How hard would this be to do?

[Red Squirrel]

I want to write a tcp client/server application to create a VPN tunnel.

The idea is I want the client (on windows) to connect to the server (on linux) and it would generate a virtual network connection in windows. Then it would handle all the traffic for that Ip range or ranges (it would need to modify routing tables). The packets would then be encapsulated and sent to the tunnel then on the other end they'd be decapsulated and sent, and vise versa.

how hard would this be to code and what is involved?

Basically I want a simple vpn client/server application. this would be for my own use but I would maybe release it if it turns out decent. I would probably leave out encryption and just use it through SSH tunnel. Been trying to get openvpn working and it's super complicated. there needs an easy to use vpn application out there.

[TheCPUWizard]

VPN IS complicated. If it were simple, then it would be simple to crack.

Unless you have alot of time on your hands, and a machosistic streak..then it is almost always better to use a "commercial" version.

[Red Squirrel]

complicated = hard to crack? not really. That's just security through obscurity. The authentication process and encryption are what make it hard to crack and those don't have to be complicated to use. (to code, is a different story, but I will make it easier by using ssh tunnel so I just need a non encrypted vpn)

[TheCPUWizard]

Then have phun...That last time I had to implement a custom VPN (for an operating system which only had basic socket support, and where using an external router w/VPN was not an option) the total development code was well over $250K [US]. This included a team member who was (is) a recognized expert on the topic.

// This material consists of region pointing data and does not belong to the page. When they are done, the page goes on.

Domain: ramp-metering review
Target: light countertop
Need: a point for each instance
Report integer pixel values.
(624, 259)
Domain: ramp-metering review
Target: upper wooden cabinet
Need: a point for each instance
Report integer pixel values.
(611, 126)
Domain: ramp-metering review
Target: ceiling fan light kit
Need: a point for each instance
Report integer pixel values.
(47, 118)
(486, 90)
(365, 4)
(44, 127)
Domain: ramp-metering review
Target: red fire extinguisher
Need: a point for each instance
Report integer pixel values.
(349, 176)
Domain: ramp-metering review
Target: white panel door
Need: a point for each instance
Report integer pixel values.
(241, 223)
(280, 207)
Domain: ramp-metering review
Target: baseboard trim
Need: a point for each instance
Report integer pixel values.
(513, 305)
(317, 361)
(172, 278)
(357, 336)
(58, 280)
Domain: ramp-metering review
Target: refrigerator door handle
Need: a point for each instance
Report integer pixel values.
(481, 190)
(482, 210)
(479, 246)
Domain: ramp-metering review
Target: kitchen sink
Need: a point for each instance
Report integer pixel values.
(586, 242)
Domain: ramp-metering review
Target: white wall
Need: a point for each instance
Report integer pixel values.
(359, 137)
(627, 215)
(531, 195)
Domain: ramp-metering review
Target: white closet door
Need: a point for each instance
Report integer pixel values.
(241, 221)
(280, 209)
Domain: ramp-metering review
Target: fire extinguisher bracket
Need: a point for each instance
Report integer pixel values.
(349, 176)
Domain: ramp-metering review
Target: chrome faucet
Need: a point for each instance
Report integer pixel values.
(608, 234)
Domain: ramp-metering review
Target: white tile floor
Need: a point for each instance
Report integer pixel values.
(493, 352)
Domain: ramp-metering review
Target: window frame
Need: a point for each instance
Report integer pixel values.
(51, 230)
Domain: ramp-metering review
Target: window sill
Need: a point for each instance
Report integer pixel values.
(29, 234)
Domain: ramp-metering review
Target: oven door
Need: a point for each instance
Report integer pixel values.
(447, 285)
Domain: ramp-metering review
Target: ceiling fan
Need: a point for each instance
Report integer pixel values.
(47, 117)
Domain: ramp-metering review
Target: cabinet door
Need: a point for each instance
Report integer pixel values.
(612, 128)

Even then, we were only able to implement a subset of the protocol. Fortunately we controlled both ends, so this was acceptable. Finishing the protocols would have at least tripled the cost.

[j0nas]

Use the TAP driver implemented by OpenVPN. Use some tcp tunnel (ssh or your own) as a tunnel. Implement the tunnel server end on your Linux box, together with a TAP kernel driver. This is basically a full blown VPN. You may have some trouble getting the routing (default routes and so on) to work...

[Red Squirrel]

Then have phun...That last time I had to implement a custom VPN (for an operating system which only had basic socket support, and where using an external router w/VPN was not an option) the total development code was well over $250K [US]. This included a team member who was (is) a recognized expert on the topic.

Even then, we were only able to implement a subset of the protocol. Fortunately we controlled both ends, so this was acceptable. Finishing the protocols would have at least tripled the cost.

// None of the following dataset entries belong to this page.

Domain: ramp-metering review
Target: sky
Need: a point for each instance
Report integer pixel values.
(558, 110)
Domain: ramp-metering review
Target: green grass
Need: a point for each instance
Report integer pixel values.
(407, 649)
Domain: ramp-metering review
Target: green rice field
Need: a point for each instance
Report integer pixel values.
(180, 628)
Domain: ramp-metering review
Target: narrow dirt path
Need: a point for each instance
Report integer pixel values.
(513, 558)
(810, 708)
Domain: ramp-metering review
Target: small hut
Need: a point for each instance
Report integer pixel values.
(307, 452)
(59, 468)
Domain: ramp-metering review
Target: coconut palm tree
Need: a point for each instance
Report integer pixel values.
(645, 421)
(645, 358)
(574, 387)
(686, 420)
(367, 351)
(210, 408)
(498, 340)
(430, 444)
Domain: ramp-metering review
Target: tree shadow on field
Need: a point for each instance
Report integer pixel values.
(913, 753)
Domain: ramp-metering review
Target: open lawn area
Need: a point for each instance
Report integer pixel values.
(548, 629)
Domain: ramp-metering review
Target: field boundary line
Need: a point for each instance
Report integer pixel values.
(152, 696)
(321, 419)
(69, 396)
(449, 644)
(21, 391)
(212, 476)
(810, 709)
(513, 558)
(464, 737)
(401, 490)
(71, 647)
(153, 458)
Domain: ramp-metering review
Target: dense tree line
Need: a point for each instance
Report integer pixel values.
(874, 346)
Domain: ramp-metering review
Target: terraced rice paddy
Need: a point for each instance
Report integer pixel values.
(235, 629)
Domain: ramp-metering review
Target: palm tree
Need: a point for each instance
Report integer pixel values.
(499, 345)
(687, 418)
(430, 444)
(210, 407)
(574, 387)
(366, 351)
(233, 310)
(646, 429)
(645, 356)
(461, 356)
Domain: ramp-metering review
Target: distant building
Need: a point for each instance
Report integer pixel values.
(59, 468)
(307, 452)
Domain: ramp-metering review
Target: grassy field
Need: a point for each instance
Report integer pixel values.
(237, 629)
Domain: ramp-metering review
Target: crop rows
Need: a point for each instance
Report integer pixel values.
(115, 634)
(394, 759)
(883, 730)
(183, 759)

Oh I realize the coding will probably be complex (don't know why it would have to cost that much though if I do it myself) but the implimentation itself from a user's point of view does not have to be complex.

I'll take a look at the tap interface idea though. Something simple is what I'm looking for.

I'll keep mashing away at openvpn to see if I can get that going (or even use some of it's source) but failing that I'll look into making my own solution.

[TheCPUWizard]

Oh I realize the coding will probably be complex (don't know why it would have to cost that much though if I do it myself).

It would not cost you $$$ just time. The above figure represented nearly 2 man hears (4000 hours) of coding for a partial implementation.

This was implemented "from the ground up". Using existing protocol layers would save time, but remember to be careful with licensing. [for example GPL says that is you USE any of the code, YOUR code must be GPL].